2. The information processing apparatus according to claim 1, wherein the search target structured document is a structured document in a binary XML format defined by ISO Fast Infoset and W3C Efficient XML Interchange specifications.

The search formula is described in the XPath language of W3C,
The conversion means divides the search expression obtained by the obtaining means for each location step, obtains an index corresponding to each location step from the table, and sets each location step as a set with the corresponding index. The information processing apparatus according to claim 1, wherein the information is obtained as a search expression after conversion.

Furthermore,
The information processing apparatus according to claim 1, further comprising a creation unit that creates the table after the search target structured document is acquired.

Acquiring a search target structured document described in a binary format;
An acquisition step of acquiring a search expression for the search target structured document;
By converting each node constituting the search expression into a corresponding index using a table in which each node usable in the structured document and an index unique to each node are registered. A conversion step of converting the search expression;
A specifying step of specifying an index corresponding to each node constituting the search target structured document using the table;
A part of the search target structured document corresponding to the search formula after conversion by the conversion step is specified in the specifying step and each index described in the search formula after conversion by the conversion step.

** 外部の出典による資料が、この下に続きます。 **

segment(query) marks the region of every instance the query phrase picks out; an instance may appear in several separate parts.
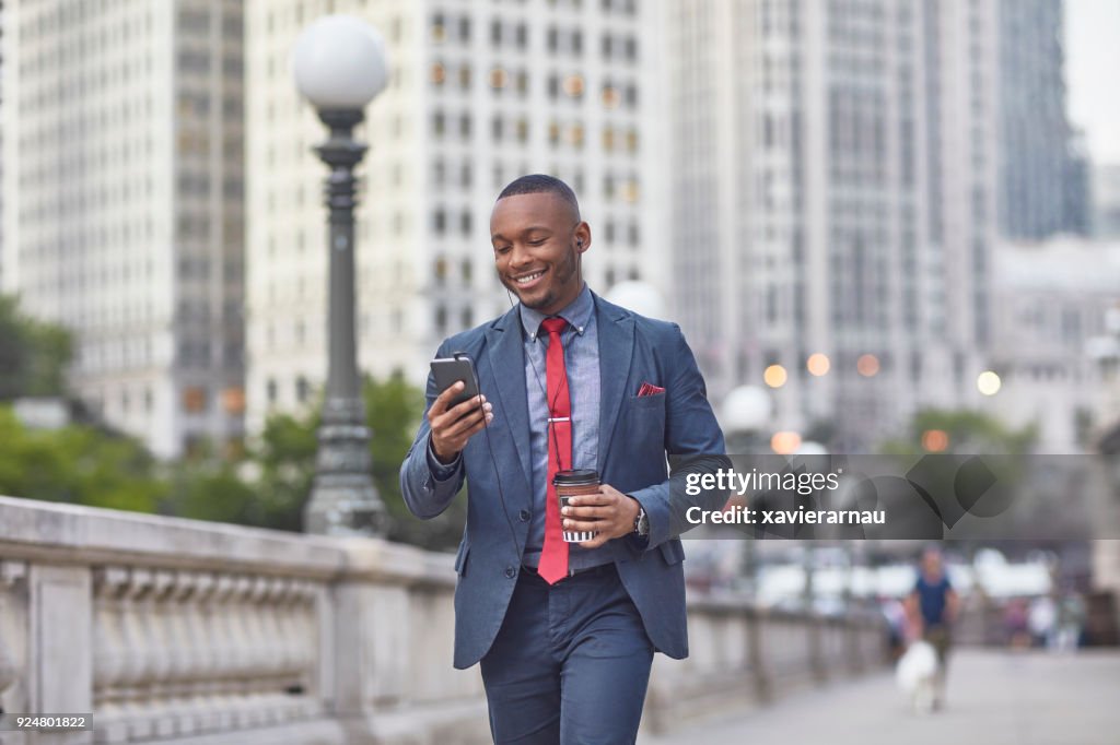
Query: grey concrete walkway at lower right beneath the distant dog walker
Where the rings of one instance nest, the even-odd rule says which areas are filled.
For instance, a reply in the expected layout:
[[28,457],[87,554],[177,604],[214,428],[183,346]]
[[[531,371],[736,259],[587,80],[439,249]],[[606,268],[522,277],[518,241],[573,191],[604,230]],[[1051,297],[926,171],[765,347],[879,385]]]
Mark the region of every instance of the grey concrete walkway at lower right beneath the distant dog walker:
[[1118,745],[1120,652],[958,650],[948,706],[909,711],[890,671],[804,689],[640,745]]

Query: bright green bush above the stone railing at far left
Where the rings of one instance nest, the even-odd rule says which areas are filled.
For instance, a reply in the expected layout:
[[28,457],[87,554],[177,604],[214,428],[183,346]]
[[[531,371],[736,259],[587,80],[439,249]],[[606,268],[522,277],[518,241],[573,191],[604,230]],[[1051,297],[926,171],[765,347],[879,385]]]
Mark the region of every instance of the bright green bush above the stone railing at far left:
[[167,485],[143,445],[85,425],[29,430],[0,405],[0,494],[153,512]]

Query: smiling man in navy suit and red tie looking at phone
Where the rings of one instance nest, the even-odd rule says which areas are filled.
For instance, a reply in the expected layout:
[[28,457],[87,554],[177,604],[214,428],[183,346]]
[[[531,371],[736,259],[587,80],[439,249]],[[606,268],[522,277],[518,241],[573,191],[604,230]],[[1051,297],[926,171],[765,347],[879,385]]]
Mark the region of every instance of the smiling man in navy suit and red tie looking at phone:
[[[567,185],[515,180],[491,234],[521,302],[440,346],[474,360],[480,395],[451,406],[461,384],[428,378],[404,500],[431,518],[468,483],[455,667],[480,661],[494,741],[633,743],[653,652],[688,654],[678,536],[689,507],[727,493],[689,497],[684,480],[730,468],[724,436],[680,328],[584,284],[591,229]],[[549,477],[571,468],[601,485],[560,515]],[[598,535],[564,544],[561,522]]]

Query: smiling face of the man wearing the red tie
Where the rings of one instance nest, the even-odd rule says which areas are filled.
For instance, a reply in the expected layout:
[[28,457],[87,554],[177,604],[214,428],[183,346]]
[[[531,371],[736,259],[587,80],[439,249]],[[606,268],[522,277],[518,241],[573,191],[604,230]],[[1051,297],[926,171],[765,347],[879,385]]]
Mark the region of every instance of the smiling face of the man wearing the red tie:
[[579,295],[579,255],[590,247],[591,233],[560,197],[500,199],[491,213],[491,243],[498,279],[529,308],[551,315]]

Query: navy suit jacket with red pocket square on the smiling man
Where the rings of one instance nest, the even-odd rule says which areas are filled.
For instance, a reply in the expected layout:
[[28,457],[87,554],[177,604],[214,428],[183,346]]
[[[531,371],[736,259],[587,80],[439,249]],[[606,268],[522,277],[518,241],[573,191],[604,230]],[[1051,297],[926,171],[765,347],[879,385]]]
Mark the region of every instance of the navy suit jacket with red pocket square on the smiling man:
[[[637,499],[650,517],[644,547],[631,537],[615,539],[626,544],[616,554],[624,557],[616,560],[618,575],[654,648],[679,659],[688,656],[688,634],[684,550],[678,536],[692,527],[685,519],[688,508],[719,509],[728,497],[715,490],[690,497],[684,479],[690,472],[715,472],[731,463],[680,327],[592,296],[601,380],[598,471],[604,483]],[[475,361],[482,393],[493,404],[488,442],[485,432],[470,437],[458,475],[437,481],[428,466],[426,416],[401,465],[401,490],[409,509],[427,519],[442,512],[464,478],[467,481],[467,525],[455,559],[455,667],[463,669],[486,654],[502,626],[529,535],[522,511],[533,507],[517,308],[446,340],[437,357],[456,351]],[[643,383],[665,392],[638,397]],[[429,375],[429,407],[437,395]]]

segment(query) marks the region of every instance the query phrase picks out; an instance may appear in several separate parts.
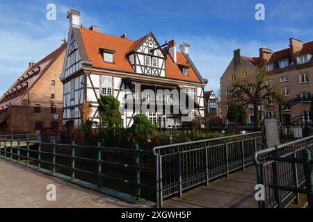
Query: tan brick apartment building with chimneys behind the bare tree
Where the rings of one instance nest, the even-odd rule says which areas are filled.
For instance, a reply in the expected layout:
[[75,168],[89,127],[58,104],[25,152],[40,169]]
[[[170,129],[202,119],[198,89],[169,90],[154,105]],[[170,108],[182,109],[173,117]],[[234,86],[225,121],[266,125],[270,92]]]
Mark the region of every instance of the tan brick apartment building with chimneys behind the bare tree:
[[[258,68],[266,69],[266,82],[272,84],[282,94],[285,106],[282,117],[293,119],[306,116],[310,111],[310,97],[313,92],[313,42],[303,43],[291,38],[289,47],[273,52],[271,49],[259,49],[259,57],[241,56],[240,49],[234,51],[234,58],[220,78],[220,92],[223,119],[227,115],[227,93],[237,78],[255,80]],[[261,109],[262,110],[262,109]],[[248,106],[248,124],[253,124],[253,107]],[[262,115],[272,114],[279,119],[279,106],[273,104]]]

A search step for searching using an index corresponding to each node in the search target structured document;
And a step of outputting a search result obtained by the search step.

The computer program for functioning a computer as each means which the information processing apparatus of any one of Claims 1 thru | or 4 has.

A computer-readable storage medium storing the computer program according to claim 6.